By the time they reached the beach, her giggling had become infectious. He divested himself of the mattress, fell to his knees on the sand and let the laughter well up from inside him. It had been too long since he’d laughed so hard. Finally, he lay back against the rolled up mattress and beckoned her. “Sit beside me.”

She came, still smiling, and nestled into him. “I love your laugh,” she said.

“I haven’t laughed so much in…well, years.”

“The life of a pirate must be difficult,” she replied.

“Sí,” he rasped. No one had ever seemed to realize that before. No one had looked at his life from his point of view, or taken into account the gut-wrenching fear that stalked him. Heidi understood.

It was ironic. They were in a perilous situation, and he was certainly worried about how they might survive long enough to escape back to civilization. Yet, Heidi’s presence made him feel everything would work out in the end. They’d been marooned together for a reason.

“When will you tell me the good news?” she asked.

“First, we eat.”

“Good. I’m hungry.”

“Then, we carry our loot up to the cave.”

“You’re a hard taskmaster,” she teased.

“Then the good news.”

She planted a kiss on his lips before scrambling to her feet. “Come on then. I’m anxious to learn what the good news is.”

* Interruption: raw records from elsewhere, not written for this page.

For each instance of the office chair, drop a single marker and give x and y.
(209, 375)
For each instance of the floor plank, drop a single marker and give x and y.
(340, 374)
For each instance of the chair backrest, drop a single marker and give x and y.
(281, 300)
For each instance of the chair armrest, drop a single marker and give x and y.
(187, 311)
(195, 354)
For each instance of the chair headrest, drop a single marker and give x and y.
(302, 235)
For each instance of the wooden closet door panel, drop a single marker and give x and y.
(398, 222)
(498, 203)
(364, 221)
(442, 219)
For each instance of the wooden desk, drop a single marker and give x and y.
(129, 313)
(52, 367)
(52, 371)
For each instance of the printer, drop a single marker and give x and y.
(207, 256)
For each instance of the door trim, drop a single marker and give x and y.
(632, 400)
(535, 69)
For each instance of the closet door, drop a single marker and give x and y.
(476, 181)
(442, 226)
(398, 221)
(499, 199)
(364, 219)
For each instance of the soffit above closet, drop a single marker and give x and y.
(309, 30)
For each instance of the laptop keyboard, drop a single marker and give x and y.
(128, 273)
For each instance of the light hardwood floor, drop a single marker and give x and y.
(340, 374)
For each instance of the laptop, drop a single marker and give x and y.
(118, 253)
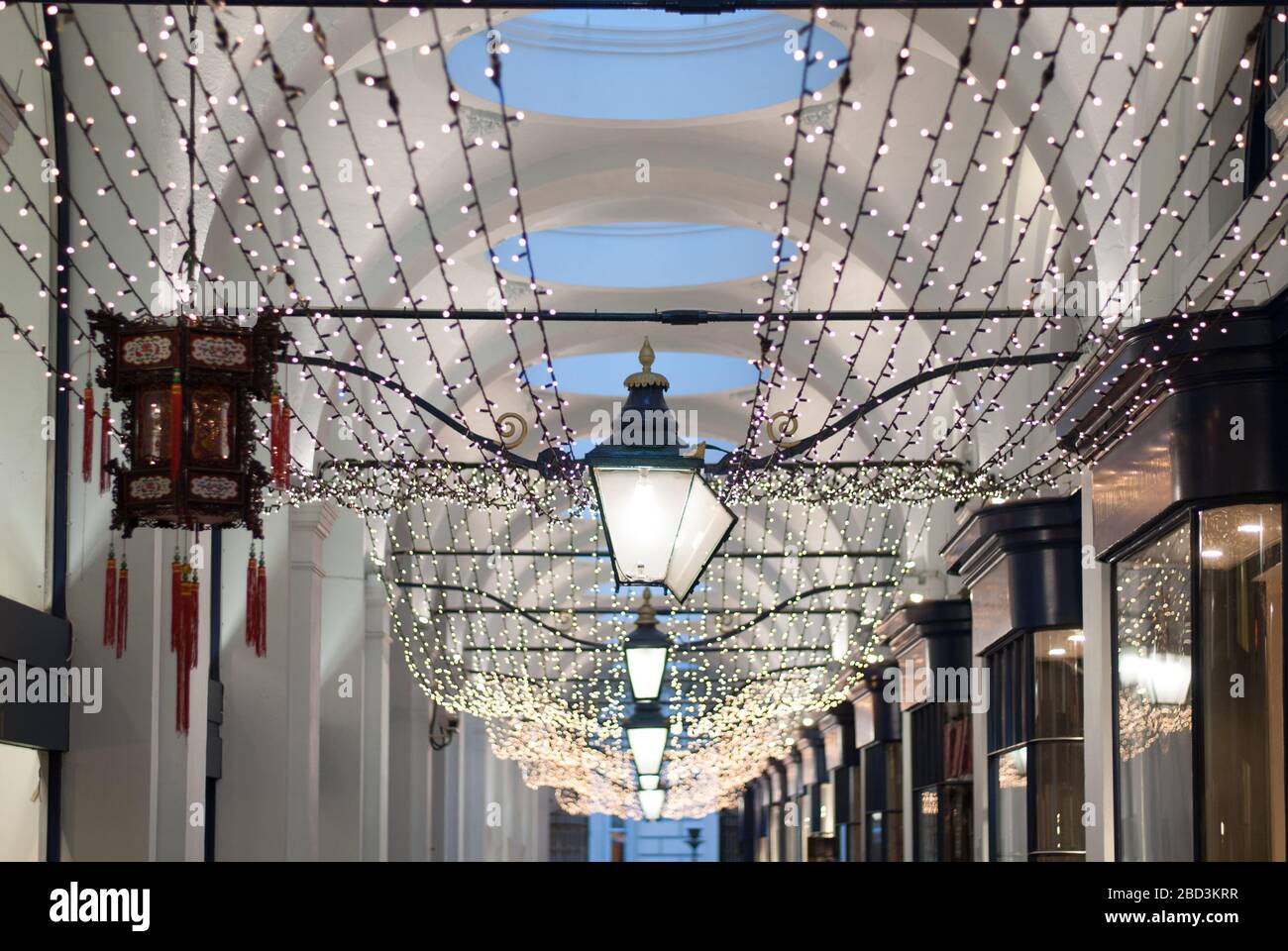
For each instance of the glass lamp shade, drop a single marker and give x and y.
(651, 803)
(647, 733)
(647, 650)
(662, 523)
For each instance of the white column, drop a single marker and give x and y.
(979, 768)
(408, 761)
(268, 795)
(309, 527)
(342, 692)
(375, 723)
(1099, 702)
(909, 800)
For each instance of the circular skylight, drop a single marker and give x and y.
(645, 64)
(643, 254)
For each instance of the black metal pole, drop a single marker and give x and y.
(217, 583)
(62, 401)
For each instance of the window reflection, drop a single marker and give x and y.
(1035, 766)
(1012, 806)
(1154, 713)
(1240, 619)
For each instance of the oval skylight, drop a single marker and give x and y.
(601, 373)
(643, 254)
(645, 64)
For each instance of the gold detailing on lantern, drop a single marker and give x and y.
(780, 428)
(644, 613)
(511, 428)
(645, 376)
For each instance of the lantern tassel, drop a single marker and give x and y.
(88, 435)
(110, 599)
(283, 457)
(262, 607)
(104, 455)
(252, 607)
(175, 428)
(123, 606)
(194, 621)
(183, 667)
(175, 599)
(274, 435)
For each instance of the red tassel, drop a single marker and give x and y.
(193, 619)
(175, 427)
(252, 591)
(183, 667)
(262, 608)
(104, 455)
(88, 435)
(110, 599)
(123, 607)
(175, 600)
(283, 454)
(274, 435)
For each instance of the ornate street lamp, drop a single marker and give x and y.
(647, 650)
(647, 732)
(651, 803)
(662, 521)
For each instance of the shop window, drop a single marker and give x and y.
(1241, 682)
(883, 819)
(1267, 108)
(1155, 757)
(1034, 744)
(1212, 671)
(941, 783)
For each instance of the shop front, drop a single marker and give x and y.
(1189, 514)
(930, 646)
(879, 748)
(816, 842)
(842, 800)
(1020, 564)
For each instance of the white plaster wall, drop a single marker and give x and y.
(26, 433)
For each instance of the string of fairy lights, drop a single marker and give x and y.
(501, 594)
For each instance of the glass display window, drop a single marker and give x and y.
(941, 783)
(1199, 665)
(1034, 748)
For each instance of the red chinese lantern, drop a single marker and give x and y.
(187, 393)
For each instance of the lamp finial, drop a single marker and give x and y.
(645, 376)
(645, 613)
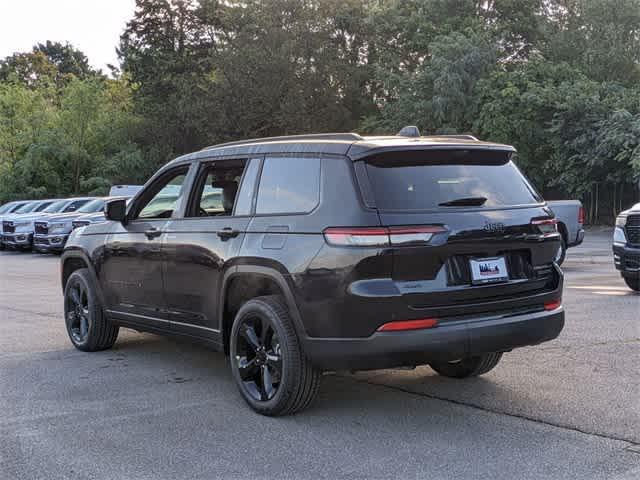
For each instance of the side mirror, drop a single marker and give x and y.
(116, 210)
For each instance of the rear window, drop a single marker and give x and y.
(447, 179)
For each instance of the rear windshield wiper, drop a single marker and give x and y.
(464, 202)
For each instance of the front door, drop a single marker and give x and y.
(198, 247)
(132, 267)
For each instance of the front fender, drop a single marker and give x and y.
(273, 274)
(73, 254)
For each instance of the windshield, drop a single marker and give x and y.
(448, 179)
(42, 206)
(27, 207)
(6, 207)
(55, 206)
(93, 206)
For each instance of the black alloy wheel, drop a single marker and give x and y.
(258, 358)
(267, 361)
(88, 328)
(77, 314)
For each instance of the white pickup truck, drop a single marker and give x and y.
(570, 215)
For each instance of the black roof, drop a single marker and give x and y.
(351, 144)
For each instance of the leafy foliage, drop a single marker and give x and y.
(556, 78)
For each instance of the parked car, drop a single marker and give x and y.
(7, 209)
(19, 232)
(11, 207)
(18, 220)
(327, 252)
(626, 246)
(570, 215)
(51, 233)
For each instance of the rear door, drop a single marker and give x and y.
(199, 247)
(131, 264)
(483, 229)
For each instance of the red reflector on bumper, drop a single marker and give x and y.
(552, 305)
(408, 325)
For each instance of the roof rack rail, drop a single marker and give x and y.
(409, 131)
(459, 137)
(312, 136)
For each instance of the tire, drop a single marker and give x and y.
(267, 362)
(88, 328)
(468, 366)
(562, 251)
(633, 283)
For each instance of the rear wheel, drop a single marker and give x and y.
(89, 330)
(267, 361)
(633, 283)
(468, 366)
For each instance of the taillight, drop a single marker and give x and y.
(552, 305)
(547, 226)
(408, 325)
(381, 236)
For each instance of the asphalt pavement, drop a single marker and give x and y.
(158, 408)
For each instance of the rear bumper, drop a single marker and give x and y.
(627, 260)
(444, 342)
(20, 240)
(50, 243)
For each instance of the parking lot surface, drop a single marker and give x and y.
(158, 408)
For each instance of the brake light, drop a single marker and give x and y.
(408, 325)
(381, 236)
(548, 226)
(552, 305)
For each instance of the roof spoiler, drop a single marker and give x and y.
(413, 132)
(409, 131)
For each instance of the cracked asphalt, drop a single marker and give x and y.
(157, 408)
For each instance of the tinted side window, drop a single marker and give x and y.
(245, 195)
(289, 185)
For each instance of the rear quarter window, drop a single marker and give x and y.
(426, 180)
(289, 185)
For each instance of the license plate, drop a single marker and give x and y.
(488, 270)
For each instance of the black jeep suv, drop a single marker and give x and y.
(297, 255)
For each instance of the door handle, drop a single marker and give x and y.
(227, 233)
(152, 233)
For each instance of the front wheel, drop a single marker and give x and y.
(633, 283)
(468, 366)
(89, 330)
(267, 362)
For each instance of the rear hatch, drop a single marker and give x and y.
(492, 238)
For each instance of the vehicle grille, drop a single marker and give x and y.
(632, 262)
(41, 228)
(633, 229)
(8, 227)
(80, 223)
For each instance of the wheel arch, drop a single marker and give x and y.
(243, 282)
(562, 228)
(76, 259)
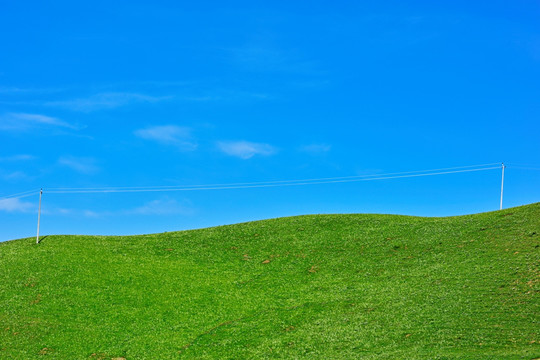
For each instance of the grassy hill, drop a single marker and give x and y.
(317, 287)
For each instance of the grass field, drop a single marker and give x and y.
(317, 287)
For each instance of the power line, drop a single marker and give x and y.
(19, 195)
(303, 181)
(270, 184)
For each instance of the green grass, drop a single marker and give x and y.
(317, 287)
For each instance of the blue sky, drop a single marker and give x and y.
(183, 93)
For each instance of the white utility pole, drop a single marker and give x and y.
(39, 214)
(502, 184)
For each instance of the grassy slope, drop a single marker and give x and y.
(328, 286)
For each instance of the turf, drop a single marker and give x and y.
(317, 287)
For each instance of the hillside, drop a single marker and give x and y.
(317, 287)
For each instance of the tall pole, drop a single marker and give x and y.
(502, 184)
(39, 214)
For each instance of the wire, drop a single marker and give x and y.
(523, 168)
(303, 181)
(19, 195)
(263, 185)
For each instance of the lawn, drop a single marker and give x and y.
(317, 287)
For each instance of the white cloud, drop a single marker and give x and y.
(19, 157)
(245, 149)
(84, 165)
(16, 205)
(15, 176)
(25, 121)
(108, 100)
(169, 135)
(163, 207)
(316, 148)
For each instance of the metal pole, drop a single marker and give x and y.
(502, 184)
(39, 214)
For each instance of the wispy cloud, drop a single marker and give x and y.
(14, 176)
(109, 100)
(316, 148)
(16, 205)
(83, 165)
(15, 158)
(25, 121)
(245, 149)
(177, 136)
(163, 207)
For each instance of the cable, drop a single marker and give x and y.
(523, 168)
(260, 185)
(315, 180)
(19, 195)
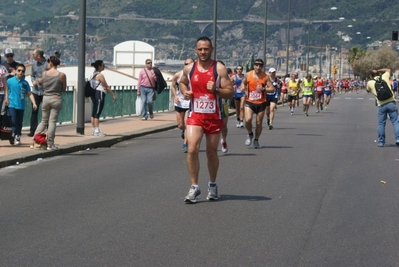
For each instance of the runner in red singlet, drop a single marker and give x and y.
(204, 83)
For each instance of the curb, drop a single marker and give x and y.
(106, 141)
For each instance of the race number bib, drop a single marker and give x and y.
(204, 105)
(255, 95)
(308, 90)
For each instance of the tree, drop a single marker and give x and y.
(355, 54)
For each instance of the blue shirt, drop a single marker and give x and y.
(17, 91)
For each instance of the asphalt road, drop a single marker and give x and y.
(312, 195)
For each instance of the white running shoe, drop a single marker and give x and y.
(248, 141)
(224, 146)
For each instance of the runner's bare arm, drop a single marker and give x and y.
(183, 85)
(174, 83)
(269, 85)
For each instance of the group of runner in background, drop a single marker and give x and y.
(315, 91)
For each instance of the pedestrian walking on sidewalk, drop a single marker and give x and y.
(97, 80)
(54, 83)
(145, 88)
(181, 104)
(18, 89)
(199, 85)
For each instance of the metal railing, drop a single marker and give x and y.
(125, 104)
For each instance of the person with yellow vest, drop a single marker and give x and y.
(307, 93)
(293, 91)
(256, 84)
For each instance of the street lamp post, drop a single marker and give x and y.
(80, 120)
(288, 35)
(215, 5)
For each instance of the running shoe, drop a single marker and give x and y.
(224, 146)
(248, 141)
(53, 147)
(193, 195)
(212, 192)
(99, 133)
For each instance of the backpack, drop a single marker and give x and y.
(90, 91)
(160, 85)
(382, 89)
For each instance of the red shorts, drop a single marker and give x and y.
(209, 126)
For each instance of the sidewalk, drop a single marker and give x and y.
(68, 141)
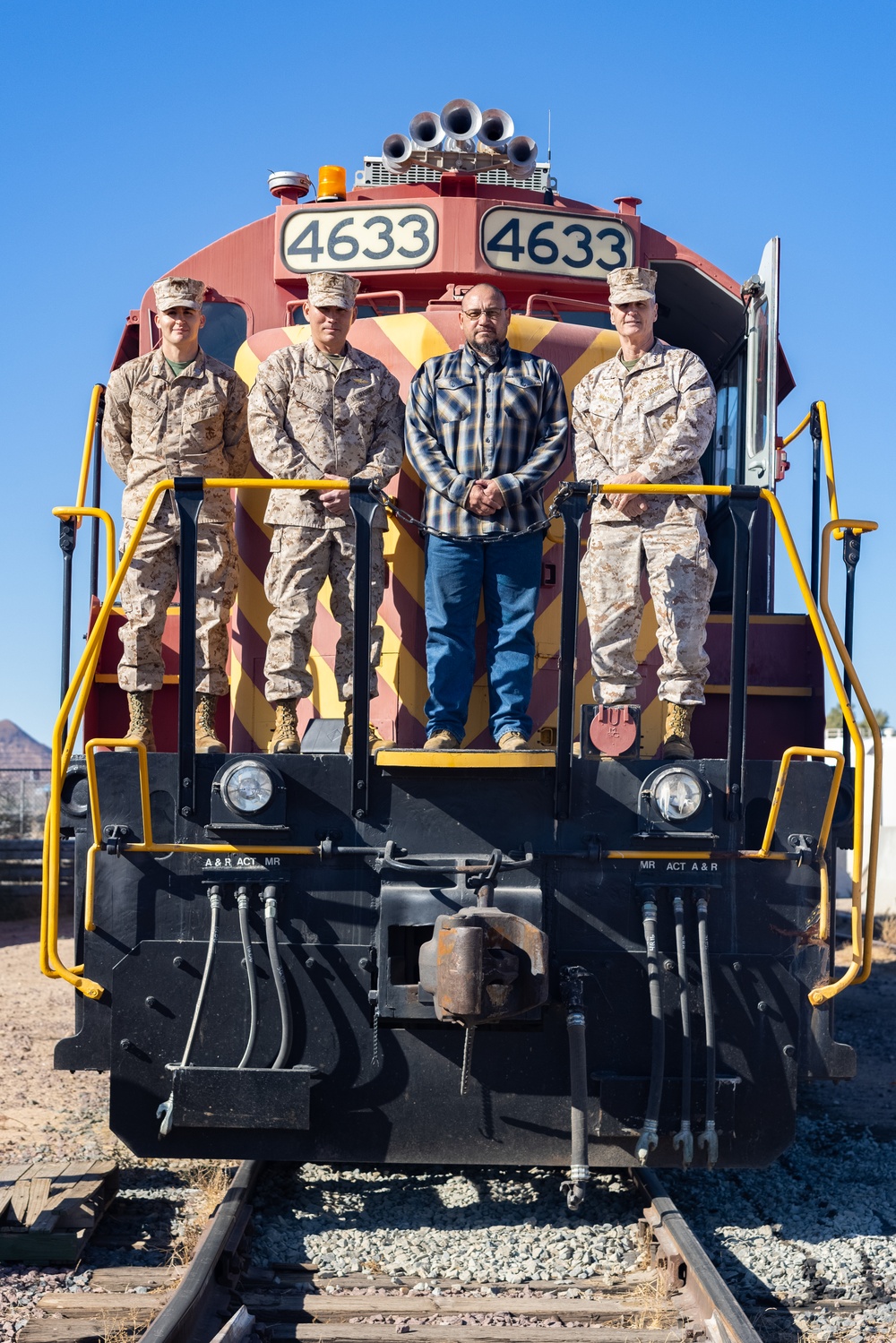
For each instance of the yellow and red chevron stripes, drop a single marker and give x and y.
(403, 342)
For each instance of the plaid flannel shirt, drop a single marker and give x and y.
(470, 420)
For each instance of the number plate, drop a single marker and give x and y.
(392, 238)
(549, 242)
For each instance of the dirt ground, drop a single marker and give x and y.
(62, 1115)
(43, 1112)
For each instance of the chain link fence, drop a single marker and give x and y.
(23, 804)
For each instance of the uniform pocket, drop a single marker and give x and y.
(204, 422)
(659, 411)
(306, 398)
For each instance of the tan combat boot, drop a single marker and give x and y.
(285, 736)
(373, 735)
(676, 739)
(207, 739)
(140, 726)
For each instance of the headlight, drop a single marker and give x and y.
(676, 794)
(247, 788)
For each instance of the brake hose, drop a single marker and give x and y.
(684, 1138)
(242, 904)
(166, 1111)
(708, 1138)
(573, 987)
(277, 971)
(649, 1133)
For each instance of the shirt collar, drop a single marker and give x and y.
(653, 356)
(471, 358)
(161, 368)
(319, 358)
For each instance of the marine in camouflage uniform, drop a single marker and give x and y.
(163, 420)
(646, 419)
(319, 412)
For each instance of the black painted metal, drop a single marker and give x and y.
(742, 503)
(67, 547)
(814, 428)
(177, 1319)
(852, 555)
(97, 487)
(349, 925)
(573, 508)
(363, 508)
(188, 498)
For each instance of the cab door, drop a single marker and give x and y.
(761, 295)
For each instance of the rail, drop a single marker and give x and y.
(685, 1276)
(65, 736)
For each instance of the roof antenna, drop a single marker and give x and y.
(548, 190)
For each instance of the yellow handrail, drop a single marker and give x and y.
(866, 954)
(798, 430)
(50, 962)
(790, 753)
(88, 452)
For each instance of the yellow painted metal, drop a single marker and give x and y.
(696, 856)
(110, 532)
(78, 689)
(790, 753)
(88, 452)
(50, 962)
(796, 433)
(861, 942)
(390, 756)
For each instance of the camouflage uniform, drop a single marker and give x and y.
(306, 422)
(159, 426)
(656, 419)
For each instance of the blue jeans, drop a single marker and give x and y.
(509, 576)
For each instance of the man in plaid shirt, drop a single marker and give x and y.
(485, 428)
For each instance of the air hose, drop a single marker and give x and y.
(166, 1111)
(280, 982)
(649, 1133)
(708, 1138)
(242, 904)
(684, 1138)
(573, 987)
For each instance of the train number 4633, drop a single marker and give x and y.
(556, 244)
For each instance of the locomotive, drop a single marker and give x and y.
(571, 955)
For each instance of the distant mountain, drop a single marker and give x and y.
(19, 751)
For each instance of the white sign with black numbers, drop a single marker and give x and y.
(359, 238)
(551, 242)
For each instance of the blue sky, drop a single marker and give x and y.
(134, 134)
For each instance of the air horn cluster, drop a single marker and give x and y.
(461, 139)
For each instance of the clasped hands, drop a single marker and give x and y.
(485, 498)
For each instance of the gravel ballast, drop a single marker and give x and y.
(818, 1227)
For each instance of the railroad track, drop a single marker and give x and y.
(677, 1295)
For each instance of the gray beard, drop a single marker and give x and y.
(489, 349)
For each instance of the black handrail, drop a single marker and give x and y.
(363, 508)
(742, 503)
(97, 489)
(573, 508)
(188, 498)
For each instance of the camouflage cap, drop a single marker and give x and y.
(327, 289)
(177, 292)
(632, 285)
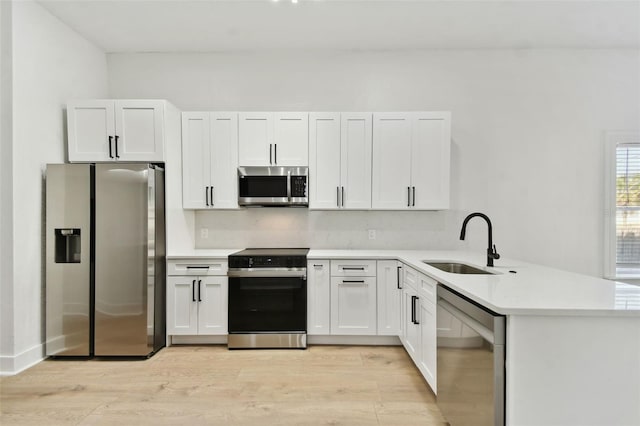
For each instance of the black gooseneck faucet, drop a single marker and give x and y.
(491, 249)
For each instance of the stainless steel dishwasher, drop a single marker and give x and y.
(471, 361)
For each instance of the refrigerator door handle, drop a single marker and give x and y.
(117, 156)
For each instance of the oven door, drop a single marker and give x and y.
(268, 304)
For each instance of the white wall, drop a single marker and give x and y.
(51, 64)
(6, 181)
(527, 138)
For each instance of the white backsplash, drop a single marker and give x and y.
(300, 227)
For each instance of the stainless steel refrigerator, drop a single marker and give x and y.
(105, 260)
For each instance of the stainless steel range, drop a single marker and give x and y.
(268, 298)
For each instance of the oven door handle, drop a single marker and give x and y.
(267, 273)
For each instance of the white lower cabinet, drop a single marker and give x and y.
(389, 297)
(419, 322)
(410, 325)
(428, 346)
(318, 297)
(197, 304)
(353, 298)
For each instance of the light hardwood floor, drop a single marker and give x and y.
(210, 385)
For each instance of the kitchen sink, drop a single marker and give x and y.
(457, 268)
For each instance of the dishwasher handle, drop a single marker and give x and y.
(486, 333)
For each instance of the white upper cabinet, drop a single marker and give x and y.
(209, 160)
(340, 161)
(102, 130)
(411, 160)
(273, 139)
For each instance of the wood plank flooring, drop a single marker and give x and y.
(210, 385)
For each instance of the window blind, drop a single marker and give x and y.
(627, 207)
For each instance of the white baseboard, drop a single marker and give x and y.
(197, 340)
(14, 364)
(354, 340)
(312, 340)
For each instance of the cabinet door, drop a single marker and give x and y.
(430, 159)
(324, 161)
(255, 134)
(353, 305)
(389, 298)
(291, 139)
(140, 130)
(224, 160)
(411, 330)
(318, 297)
(91, 130)
(356, 160)
(196, 160)
(182, 305)
(212, 305)
(427, 352)
(391, 179)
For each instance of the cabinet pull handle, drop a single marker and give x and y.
(413, 310)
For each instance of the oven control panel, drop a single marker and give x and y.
(247, 259)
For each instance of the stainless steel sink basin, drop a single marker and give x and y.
(457, 268)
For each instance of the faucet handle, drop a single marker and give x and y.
(494, 253)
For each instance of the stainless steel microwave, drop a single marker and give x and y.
(273, 186)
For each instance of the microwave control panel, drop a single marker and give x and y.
(298, 186)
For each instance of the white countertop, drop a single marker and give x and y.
(196, 253)
(531, 290)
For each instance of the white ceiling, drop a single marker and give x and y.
(224, 25)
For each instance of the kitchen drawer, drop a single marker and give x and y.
(409, 277)
(427, 287)
(197, 267)
(353, 268)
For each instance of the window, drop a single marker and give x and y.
(622, 239)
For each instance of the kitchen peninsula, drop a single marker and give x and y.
(573, 341)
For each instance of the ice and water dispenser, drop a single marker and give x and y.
(68, 248)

The effect on his cock was predictable, but he savored the salty taste of her lips. He couldn’t wait to show her the pool.

* * *

Tiny red crabs scurried out of their way on the beach. “Once we get a fire lit,” Maximiliano said, throwing down the mattress when they reached the clearing, “we can try roasting some.”

Heidi laughed. “We’ll need to catch a thousand just to make a meal.”

“True,” he replied, settling a coconut between his thighs. “For lunch we’ll have coconut, followed by more guava…”

“And biscuits,” she added.

“And we can forage for more food on the way to the cave.”